Getijdenenergiebedrijf Tocardo plaatste in 2015 vijf getijdenturbines in de Oosterschelde, maar ging onlangs voor de tweede keer failliet (foto: Tocardo).

Ruim 10 procent van de Nederlandse vraag naar duurzame elektriciteit kan uit water komen. Sommige technieken zijn direct inzetbaar, terwijl anderen opschaling via proefprojecten nodig hebben om de verdere ontwikkeling te stimuleren. Dat blijkt uit het recent verschenen rapport ‘Perspectieven elektriciteit uit water’ van Witteveen+Bos en CE-Delft in opdracht van STOWA, Rijkswaterstaat en het ministerie van IenW.

Volgens het Klimaatakkoord moet in 2030 80 procent van de elektriciteit worden opgewekt uit duurzame bronnen. In 2050 moet dat vrijwel 100 procent zijn. Wind en zon zijn momenteel de enige bronnen om deze ambitie te behalen. Van de totale elektriciteitsproductie in Nederland wordt overigens nog maar 15 procent duurzaam gewonnen, zo becijferde het Centraal Bureau voor de Statistiek (CBS) in maart van dit jaar.

Ook uit water is duurzame energie te halen. Daarom brachten de adviesbureaus de potentie van duurzame energie uit water voor de toekomstige energievoorziening in kaart.
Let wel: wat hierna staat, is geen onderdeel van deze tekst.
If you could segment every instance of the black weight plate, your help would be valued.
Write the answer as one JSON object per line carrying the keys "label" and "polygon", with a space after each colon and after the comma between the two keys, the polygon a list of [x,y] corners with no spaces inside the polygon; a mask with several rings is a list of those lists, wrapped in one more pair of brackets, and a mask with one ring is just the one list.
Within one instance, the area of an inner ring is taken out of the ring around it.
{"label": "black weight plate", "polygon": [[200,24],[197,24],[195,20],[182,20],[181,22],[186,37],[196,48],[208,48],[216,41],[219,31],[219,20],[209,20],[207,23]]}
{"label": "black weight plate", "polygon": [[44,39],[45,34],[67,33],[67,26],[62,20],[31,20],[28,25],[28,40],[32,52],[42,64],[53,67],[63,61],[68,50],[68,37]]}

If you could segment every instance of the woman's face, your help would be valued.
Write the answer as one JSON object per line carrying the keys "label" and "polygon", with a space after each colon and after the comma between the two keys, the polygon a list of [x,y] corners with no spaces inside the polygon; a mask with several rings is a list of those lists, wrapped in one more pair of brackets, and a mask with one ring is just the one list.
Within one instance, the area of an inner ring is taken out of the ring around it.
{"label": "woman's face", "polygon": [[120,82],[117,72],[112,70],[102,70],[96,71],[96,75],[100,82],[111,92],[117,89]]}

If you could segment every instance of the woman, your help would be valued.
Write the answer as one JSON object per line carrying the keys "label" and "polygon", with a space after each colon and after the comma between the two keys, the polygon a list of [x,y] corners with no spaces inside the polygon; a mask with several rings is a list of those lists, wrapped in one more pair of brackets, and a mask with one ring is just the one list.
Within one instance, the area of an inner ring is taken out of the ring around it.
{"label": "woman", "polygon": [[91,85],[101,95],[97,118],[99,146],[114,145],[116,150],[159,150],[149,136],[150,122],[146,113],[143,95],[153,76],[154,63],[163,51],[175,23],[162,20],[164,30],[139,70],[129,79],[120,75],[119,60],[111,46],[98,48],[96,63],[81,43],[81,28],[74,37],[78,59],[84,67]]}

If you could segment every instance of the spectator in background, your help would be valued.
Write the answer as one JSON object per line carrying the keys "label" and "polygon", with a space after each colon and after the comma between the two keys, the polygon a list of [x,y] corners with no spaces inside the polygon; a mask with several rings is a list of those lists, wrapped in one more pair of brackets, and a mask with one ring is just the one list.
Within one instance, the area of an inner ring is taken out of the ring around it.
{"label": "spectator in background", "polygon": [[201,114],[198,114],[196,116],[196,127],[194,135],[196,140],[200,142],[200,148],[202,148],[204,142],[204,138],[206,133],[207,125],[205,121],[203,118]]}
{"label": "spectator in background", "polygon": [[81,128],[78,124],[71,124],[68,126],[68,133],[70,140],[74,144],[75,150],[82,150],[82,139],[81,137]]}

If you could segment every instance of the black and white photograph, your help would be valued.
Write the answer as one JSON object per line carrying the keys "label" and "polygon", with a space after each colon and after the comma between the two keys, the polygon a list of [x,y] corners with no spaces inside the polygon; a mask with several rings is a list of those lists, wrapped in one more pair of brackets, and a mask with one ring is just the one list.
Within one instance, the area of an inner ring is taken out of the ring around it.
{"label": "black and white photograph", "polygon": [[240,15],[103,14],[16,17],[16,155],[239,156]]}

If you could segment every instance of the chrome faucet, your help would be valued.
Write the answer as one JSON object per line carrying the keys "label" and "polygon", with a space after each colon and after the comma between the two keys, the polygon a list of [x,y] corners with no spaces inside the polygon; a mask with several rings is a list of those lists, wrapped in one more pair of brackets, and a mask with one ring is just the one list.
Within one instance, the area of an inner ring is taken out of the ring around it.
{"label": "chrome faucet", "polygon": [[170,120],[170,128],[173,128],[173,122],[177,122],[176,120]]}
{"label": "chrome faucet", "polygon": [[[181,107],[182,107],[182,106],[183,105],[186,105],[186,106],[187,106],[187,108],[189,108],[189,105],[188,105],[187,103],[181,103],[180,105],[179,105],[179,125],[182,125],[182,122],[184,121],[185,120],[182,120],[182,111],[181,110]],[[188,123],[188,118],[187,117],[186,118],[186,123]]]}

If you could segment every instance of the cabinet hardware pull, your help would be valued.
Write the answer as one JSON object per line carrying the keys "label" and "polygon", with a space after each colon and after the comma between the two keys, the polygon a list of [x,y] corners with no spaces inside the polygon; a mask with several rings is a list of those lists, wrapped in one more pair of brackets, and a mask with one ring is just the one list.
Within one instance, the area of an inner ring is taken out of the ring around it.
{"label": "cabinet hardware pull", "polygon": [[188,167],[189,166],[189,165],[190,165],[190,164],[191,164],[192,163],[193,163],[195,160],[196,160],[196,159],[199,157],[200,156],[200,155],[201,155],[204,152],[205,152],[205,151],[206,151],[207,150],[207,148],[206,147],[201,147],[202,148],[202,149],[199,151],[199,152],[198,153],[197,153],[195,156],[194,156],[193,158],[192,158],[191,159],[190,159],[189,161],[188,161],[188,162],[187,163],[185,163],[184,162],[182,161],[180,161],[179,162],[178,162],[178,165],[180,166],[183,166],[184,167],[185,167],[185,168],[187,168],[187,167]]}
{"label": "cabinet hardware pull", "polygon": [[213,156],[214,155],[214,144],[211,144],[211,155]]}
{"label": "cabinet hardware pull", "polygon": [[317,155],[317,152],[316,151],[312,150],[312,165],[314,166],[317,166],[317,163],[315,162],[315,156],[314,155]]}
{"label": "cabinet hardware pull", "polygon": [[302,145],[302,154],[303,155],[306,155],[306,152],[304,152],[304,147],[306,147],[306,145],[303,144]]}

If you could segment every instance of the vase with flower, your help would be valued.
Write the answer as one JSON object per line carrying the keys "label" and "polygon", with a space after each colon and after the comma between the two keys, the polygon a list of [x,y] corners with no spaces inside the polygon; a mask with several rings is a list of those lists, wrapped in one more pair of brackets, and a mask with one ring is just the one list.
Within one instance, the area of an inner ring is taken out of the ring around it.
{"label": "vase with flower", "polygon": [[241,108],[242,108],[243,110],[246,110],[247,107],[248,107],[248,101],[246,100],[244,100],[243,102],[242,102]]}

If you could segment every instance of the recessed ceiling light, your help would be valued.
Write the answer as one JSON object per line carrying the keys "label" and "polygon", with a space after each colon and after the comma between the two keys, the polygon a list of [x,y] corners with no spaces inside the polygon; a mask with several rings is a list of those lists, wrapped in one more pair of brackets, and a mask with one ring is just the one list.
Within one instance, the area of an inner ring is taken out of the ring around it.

Het rapport is volgens de betrokken partijen een gedegen vertrekpunt voor de routekaart Elektrische energie uit water die minister Wiebes op verzoek van de Tweede Kamer heeft toegezegd.

Marktrijpe en betaalbare technieken
Marktrijpe en betaalbare technieken die direct inzetbaar zijn, kunnen voor 2030 circa 2 procent bijdragen aan de landelijke elektriciteitsvraag. Hierbij gaat het om zonnepanelen op meren, waterkracht bij stuwen bij grote rivieren, waterkracht bij stuwen bij beken en waterlopen en slim malen. De adviesbureaus plaatsen kanttekeningen bij de toepassing van waterkracht. Het is schadelijk voor vissen. Zo is het schadepercentage voor aal 20 tot 30 procent en meer dan tien procent voor overige vissoorten bij bestaande centrales in Linne, Lith en Maurik.

Opschaling via proefprojecten
Daarnaast brengt het rapport een aantal technieken in kaart die opschaling via proefprojecten nodig hebben om de verdere ontwikkeling te stimuleren. Samen zouden zij voor 9 procent kunnen bijdragen aan de landelijke elektriciteitsvraag. Hierbij gaat het om energie uit zoet-zout verschillen, getijdenenergie met verval bij waterkeringen, getijdenenergie met stroming, golfenergie, zonnepanelen op zee en conversie naar groene waterstof.

Getijdenenergie en valmeer
De grootste potentie zien de adviesbureaus in getijdenenergie met Dynamic Tydal Power (DTP) en pompopslag met behulp van een valmeer: 55 procent van de landelijke elektriciteitsvraag. DTP is een techniek waarbij een kilometerslange strekdam in de vorm van een T in de zee wordt gebouwd, om de getijdengolf te beïnvloeden en zo een verval over deze dam te creëren. Door circa 10 procent openingen te maken voor turbines in de dam is elektriciteitsopwekking mogelijk.

Pompopslag met een valmeer is gebaseerd op meest toegepaste vorm van elektriciteitsopslag: pompcentrales met reservoirs in de bergen. Omdat er in Nederland geen bergen zijn zou een kunstmatig reservoir nodig zijn. Bijvoorbeeld in de Noordzee binnen een groot windpark.

Deze twee projecten zouden de grootste bijdrage kunnen leveren aan energie-opwek en opslag, maar vergen volgens de adviesbureaus door de omvang, complexiteit en ontbrekende financieel haalbare businesscase een sterke regierol van de (Rijksoverheid).